Knaller2010 schrieb:


> Hi,
> 
> habe folgende Aufnahme im Netz gefunden:
> 
> ...



Auch Scott verlegt den Dämpfer beim neuen 2013er Genius unters Unterrohr.
Welche Vorteile bringt das eigentlich, gegenüber den "alten"C-Modellen, oder hängt das auch mit den neuen Größen 650B/29er vs 26er zusammen ?

Gruß
Thomas


----------



## Rockside (15. August 2012)

Ich vermute mal, die Umstellung auf die andere Wippe mit dem Dämpfer unterm Unterrohr ist rein designmäßig geschuldet, weil mittlerweile schon eine gewisse 'Vereinheitlichung' unter den Bikes entstanden ist.

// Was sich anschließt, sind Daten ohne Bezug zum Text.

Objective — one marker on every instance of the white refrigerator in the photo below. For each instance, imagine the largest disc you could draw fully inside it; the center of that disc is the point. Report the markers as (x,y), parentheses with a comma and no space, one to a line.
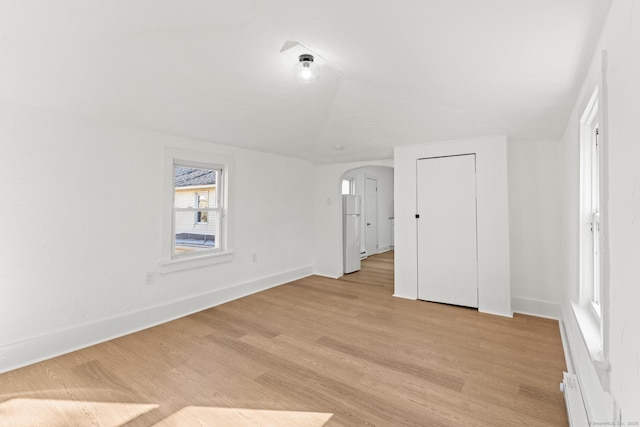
(351,232)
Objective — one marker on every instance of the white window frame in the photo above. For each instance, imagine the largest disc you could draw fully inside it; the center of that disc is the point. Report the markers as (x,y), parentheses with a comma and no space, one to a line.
(589,308)
(198,220)
(170,261)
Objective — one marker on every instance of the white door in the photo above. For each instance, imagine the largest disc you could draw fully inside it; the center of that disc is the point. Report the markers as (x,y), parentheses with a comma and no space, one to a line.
(447,239)
(371,215)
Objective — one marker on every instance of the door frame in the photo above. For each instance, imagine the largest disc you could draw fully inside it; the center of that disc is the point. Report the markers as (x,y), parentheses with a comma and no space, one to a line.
(366,213)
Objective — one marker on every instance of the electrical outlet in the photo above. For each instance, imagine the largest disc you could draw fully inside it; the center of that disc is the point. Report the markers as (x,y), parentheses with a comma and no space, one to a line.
(149,278)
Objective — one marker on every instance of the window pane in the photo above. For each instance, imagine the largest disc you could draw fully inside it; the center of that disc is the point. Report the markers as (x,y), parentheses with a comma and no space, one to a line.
(192,235)
(195,187)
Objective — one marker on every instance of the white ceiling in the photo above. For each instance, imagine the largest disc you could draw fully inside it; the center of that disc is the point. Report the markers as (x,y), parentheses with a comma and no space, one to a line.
(391,72)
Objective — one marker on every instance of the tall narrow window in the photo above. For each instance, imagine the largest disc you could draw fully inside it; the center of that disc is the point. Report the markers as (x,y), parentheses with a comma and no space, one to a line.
(591,212)
(197,209)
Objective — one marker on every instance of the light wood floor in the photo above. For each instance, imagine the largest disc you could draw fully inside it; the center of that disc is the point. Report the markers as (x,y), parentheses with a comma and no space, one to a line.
(309,353)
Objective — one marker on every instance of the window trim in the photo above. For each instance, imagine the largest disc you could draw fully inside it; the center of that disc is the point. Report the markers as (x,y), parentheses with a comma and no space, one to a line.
(197,159)
(591,310)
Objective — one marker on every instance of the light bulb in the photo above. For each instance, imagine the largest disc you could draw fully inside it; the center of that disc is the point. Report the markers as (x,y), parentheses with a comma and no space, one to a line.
(303,71)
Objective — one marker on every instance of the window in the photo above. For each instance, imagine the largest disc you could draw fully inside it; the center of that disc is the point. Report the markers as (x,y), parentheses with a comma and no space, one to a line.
(202,201)
(195,219)
(591,212)
(590,312)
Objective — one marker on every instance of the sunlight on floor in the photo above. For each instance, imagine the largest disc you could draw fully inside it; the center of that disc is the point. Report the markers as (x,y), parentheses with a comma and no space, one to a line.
(203,416)
(59,413)
(67,413)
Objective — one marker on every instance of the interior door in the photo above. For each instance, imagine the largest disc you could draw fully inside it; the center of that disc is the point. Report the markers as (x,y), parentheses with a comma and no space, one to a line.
(447,238)
(371,215)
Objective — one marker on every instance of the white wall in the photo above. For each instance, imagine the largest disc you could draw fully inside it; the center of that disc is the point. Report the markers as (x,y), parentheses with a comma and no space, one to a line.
(492,216)
(534,200)
(384,179)
(621,40)
(328,215)
(81,225)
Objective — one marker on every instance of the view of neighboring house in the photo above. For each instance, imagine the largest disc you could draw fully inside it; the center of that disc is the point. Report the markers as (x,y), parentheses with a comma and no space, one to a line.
(195,229)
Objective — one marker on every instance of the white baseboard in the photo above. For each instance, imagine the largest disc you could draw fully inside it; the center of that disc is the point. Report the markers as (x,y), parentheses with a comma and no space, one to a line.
(549,310)
(36,349)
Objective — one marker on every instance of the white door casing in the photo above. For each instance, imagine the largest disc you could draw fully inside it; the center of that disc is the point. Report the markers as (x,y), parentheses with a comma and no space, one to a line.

Die Wippe bei Rotwild scheint mir aber schon recht kurz geraten, was dazu führt daß die Dämpferarbeitsgeschwindigkeit viel größer werden wird gegenüber vorher, fast so groß wie früher bei den Eingelenkern. Bei den Eingelenkern sind leider deshalb viele Dämpfer vorzeitig kaputtgegangen.


----------



## Knaller2010 (15. August 2012)

...aus meiner "Quelle" konnte ich erfahren, dass es sich um ein 29er handelt - es wird definitiv NUR noch 29er C-Modelle geben...
Xer NUR noch in 26 und R in 26 und 29...
650er gibt es für das E1er! 
Wollt ihr mehr Fotos?
Grüße
Knaller2010


----------



## Orakel (15. August 2012)

auf der ISPO gibt es wohl schon erste 2013er Modelle zusehn, laut meiner Info.


----------



## MTB-News.de




----------



## Orakel (15. August 2012)

Knaller2010 schrieb:


> .
> Xer NUR noch in 26 und R in 26 und 29...

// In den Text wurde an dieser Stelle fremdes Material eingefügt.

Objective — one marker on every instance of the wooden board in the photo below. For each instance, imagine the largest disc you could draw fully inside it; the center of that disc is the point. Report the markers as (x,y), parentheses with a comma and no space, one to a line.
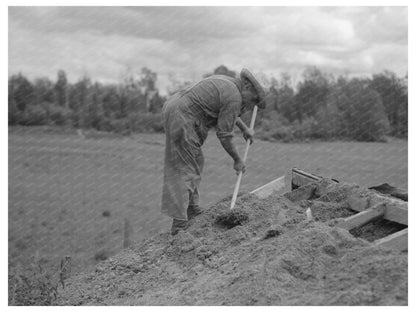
(398,240)
(362,217)
(300,177)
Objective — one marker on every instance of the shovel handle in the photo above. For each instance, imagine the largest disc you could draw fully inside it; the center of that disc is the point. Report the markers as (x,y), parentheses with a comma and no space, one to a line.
(240,175)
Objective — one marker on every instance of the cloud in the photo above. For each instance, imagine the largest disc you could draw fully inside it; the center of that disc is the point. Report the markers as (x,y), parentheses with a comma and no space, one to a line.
(191,41)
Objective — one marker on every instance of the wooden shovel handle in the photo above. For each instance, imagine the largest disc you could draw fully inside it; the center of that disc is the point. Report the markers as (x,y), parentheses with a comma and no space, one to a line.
(240,175)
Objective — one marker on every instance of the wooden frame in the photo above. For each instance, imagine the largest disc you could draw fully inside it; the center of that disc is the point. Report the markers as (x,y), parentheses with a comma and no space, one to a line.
(377,206)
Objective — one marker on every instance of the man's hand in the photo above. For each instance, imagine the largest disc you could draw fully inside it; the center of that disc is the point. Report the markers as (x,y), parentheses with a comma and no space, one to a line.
(248,134)
(239,166)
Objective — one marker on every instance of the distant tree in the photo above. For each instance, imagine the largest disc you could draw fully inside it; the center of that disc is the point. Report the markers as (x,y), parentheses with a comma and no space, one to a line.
(176,84)
(79,101)
(61,89)
(21,91)
(43,91)
(148,82)
(393,92)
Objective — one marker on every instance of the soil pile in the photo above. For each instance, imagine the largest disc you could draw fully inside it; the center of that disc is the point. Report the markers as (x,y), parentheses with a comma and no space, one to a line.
(272,256)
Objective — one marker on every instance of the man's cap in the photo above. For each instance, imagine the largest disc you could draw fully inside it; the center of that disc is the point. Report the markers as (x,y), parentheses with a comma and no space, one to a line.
(259,85)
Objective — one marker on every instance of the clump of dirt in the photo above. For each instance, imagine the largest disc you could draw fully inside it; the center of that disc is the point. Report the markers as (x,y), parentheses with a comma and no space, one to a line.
(377,229)
(273,257)
(232,218)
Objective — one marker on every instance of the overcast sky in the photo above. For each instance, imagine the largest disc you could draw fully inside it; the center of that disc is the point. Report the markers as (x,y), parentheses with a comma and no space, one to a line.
(187,42)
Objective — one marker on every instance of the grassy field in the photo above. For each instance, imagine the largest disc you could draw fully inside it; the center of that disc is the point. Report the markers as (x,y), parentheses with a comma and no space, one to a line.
(72,196)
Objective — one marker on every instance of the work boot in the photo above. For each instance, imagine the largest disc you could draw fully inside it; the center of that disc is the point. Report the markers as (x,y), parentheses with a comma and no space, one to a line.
(193,211)
(178,225)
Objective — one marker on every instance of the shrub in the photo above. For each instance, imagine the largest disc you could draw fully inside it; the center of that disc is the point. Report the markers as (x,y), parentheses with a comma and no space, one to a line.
(59,115)
(34,115)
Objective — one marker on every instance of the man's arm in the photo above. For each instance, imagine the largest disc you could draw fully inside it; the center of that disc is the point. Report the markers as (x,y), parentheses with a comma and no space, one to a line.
(247,132)
(241,125)
(228,145)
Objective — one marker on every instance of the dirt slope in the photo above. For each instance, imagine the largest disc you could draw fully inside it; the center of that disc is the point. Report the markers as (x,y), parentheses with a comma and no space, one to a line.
(275,257)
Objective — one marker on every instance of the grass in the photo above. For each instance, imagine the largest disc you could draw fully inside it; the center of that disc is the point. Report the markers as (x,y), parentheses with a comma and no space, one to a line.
(71,196)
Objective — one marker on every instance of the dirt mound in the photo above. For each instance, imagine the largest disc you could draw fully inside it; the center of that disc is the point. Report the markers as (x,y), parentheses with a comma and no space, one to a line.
(272,256)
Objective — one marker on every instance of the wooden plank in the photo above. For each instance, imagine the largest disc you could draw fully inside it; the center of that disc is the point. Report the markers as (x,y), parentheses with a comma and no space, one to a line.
(363,217)
(398,240)
(300,178)
(396,209)
(278,185)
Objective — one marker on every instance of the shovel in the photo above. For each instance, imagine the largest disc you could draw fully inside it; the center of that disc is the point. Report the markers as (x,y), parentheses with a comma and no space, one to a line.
(237,186)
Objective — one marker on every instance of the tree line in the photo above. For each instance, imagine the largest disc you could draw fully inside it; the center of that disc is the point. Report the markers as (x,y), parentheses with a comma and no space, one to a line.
(320,106)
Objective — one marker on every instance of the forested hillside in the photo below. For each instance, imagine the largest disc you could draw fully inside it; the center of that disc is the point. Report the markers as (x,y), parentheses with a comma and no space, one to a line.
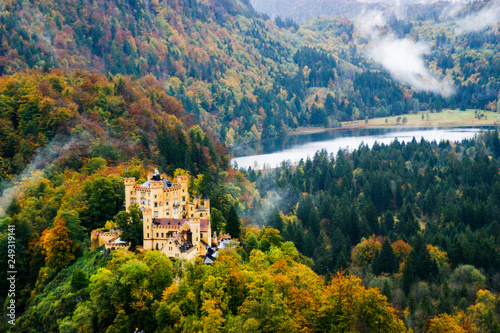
(390,238)
(244,77)
(418,220)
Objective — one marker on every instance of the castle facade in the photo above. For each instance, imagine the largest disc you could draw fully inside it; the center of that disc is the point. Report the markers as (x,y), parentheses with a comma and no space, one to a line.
(172,222)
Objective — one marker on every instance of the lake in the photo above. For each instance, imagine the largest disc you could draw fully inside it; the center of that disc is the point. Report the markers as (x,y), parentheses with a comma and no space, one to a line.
(293,148)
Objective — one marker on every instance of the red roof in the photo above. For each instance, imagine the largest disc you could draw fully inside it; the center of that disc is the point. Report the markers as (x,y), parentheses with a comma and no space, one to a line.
(177,223)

die X bekommen wohl einen neu Designden Hinterbau mit gleichem FW wie bisher und "neuer Steckachse"


----------



## Knaller2010 (15. August 2012)

Orakel schrieb:


> die X bekommen wohl einen neu Designden Hinterbau mit gleichem FW wie bisher und "neuer Steckachse"

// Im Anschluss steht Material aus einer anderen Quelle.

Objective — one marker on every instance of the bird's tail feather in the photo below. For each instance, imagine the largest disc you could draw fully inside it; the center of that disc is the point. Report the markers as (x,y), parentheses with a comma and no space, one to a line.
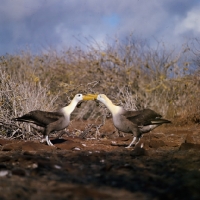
(160,121)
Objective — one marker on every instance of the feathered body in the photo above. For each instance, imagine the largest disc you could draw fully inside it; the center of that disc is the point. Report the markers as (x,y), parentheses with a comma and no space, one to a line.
(52,121)
(136,122)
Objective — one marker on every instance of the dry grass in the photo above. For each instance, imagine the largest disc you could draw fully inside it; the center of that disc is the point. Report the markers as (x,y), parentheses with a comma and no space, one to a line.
(130,73)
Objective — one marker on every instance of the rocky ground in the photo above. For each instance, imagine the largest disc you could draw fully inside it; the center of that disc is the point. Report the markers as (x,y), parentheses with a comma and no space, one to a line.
(167,167)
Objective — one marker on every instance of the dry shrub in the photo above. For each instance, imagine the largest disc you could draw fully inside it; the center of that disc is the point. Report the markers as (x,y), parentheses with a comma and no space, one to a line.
(129,72)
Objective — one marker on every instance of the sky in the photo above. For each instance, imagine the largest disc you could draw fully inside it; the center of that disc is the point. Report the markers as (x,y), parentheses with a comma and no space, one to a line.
(60,24)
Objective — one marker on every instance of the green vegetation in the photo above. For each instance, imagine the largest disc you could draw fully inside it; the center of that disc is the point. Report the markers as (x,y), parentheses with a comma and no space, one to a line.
(130,73)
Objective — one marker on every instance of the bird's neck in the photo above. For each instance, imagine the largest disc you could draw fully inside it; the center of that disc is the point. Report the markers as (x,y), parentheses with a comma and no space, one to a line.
(114,109)
(67,110)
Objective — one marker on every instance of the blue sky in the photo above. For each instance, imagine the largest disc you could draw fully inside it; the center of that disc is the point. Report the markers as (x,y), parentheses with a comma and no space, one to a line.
(42,24)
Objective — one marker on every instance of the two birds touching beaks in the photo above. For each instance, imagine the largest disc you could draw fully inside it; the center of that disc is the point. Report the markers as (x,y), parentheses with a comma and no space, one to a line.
(135,122)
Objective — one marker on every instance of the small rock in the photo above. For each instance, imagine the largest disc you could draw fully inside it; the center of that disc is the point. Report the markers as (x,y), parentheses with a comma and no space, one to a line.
(4,173)
(156,143)
(19,172)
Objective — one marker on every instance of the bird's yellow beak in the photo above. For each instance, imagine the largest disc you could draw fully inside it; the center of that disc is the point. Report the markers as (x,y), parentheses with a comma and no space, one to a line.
(90,97)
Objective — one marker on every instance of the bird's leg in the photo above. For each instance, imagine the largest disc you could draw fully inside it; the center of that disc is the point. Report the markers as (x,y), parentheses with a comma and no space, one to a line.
(136,136)
(120,134)
(48,141)
(46,136)
(134,141)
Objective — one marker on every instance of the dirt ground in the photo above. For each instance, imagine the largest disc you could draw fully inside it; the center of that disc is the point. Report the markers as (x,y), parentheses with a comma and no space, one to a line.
(167,167)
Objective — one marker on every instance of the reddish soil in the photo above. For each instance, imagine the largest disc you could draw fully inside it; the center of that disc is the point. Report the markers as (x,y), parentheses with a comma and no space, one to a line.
(167,167)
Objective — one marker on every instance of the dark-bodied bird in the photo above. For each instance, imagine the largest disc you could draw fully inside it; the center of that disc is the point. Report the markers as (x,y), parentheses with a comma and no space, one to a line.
(53,121)
(135,122)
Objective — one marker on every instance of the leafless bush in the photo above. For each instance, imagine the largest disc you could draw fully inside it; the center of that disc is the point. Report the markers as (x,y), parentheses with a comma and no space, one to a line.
(129,72)
(17,99)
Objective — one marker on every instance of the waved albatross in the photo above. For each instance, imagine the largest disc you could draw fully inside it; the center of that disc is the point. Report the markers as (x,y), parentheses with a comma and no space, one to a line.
(53,121)
(136,122)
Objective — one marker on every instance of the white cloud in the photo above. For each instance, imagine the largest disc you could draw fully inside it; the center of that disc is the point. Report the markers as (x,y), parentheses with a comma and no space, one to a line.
(190,23)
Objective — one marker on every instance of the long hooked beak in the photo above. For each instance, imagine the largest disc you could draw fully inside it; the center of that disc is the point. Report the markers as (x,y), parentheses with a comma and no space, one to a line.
(90,97)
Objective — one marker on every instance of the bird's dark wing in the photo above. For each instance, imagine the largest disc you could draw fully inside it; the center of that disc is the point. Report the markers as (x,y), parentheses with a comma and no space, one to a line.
(144,117)
(40,118)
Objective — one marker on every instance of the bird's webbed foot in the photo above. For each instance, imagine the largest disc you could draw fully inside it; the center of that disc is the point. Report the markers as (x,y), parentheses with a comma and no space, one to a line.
(46,139)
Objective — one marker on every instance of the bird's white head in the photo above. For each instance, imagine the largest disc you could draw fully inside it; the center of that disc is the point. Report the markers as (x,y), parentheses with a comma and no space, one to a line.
(102,98)
(80,97)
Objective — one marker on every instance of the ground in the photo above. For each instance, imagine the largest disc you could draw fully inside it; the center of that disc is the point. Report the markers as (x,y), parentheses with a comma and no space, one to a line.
(167,167)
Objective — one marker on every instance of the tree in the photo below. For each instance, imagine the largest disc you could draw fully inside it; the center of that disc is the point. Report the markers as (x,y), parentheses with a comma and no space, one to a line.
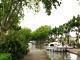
(42,33)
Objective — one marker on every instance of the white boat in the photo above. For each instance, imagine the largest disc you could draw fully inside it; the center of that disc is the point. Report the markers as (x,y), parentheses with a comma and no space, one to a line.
(56,46)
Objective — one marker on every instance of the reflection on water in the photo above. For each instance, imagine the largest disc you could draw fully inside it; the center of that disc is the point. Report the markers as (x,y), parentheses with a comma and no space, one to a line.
(62,56)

...ja, auf einem weiteren Foto kann Mann ein etwas anderes Linkage erkennen...

Grüße
Knaller2010


----------



## Orakel (15. August 2012)

Knaller2010 schrieb:


> ...ja, auf einem weiteren Foto kann Mann ein etwas anderes Linkage erkennen...
> 
> Grüße
> Knaller2010


warst du in deinem frührerem Leben Folterknecht 
Die Bilder sind wohl vom Kollegen Schaltwerk, der Hintergrund kam mir bekannt vor.


----------



## Thomas1809 (15. August 2012)

Knaller2010 schrieb:


> Wollt ihr mehr Fotos?



JAAAAA bitte.

Gruß Thomas


----------



## Knaller2010 (15. August 2012)

Orakel schrieb:


> warst du in deinem frührerem Leben Folterknecht
> .



 danke für die Blumen - ok ok vielleicht liegst Du gar nicht so falsch in Deiner "Quellenforschung"...

Hier die Pics:
C HT 29




E1 650B




R2 29 HT




R2 29 FS (R1 26er werden mit alter Dämpferansteuerung abverkauft)




und natürlich das X in 26




Grüße vom "Folterknecht"


----------



## Thomas1809 (15. August 2012)

Knaller2010 schrieb:


> danke für die Blumen - ok ok vielleicht liegst Du gar nicht so falsch in Deiner "Quellenforschung"...
> 
> Hier die Pics:
> C HT 29
> ...



Danke Dir, aber leiter für mich nix dabei, was mich schwach werden läst.

Gruß Thomas


----------



## TOM4 (15. August 2012)

Mmh - das mit dem dämpfer unterm oberrohr beim r2 ist ja sehr schade! Das macht dann auch noch diese "einzigartigkeit" gegenüber den mitbewerbern zu nichte!


----------



## at021971 (15. August 2012)

Sagte ich ja schon einmal. Rotwild goes Mainstream. Erst wurde XLS-System geopfert. Jetzt das ALS. Dafür gibt es jetzt Dämpfer unterm Oberrohr oder seit dem R.C1/C2 FS parallel zum Sitzrohr, so wie 99% der Bikes auf dem Markt. Aber vermutlich ist es das, was die Masse will und letztendlich Volumen bringt. Macht die Marke aber auch ein Stück beliebig. Schade!


----------



## RockyRider66 (15. August 2012)

Vielleicht hat die andere Anlenkung auch techn. Vorteile?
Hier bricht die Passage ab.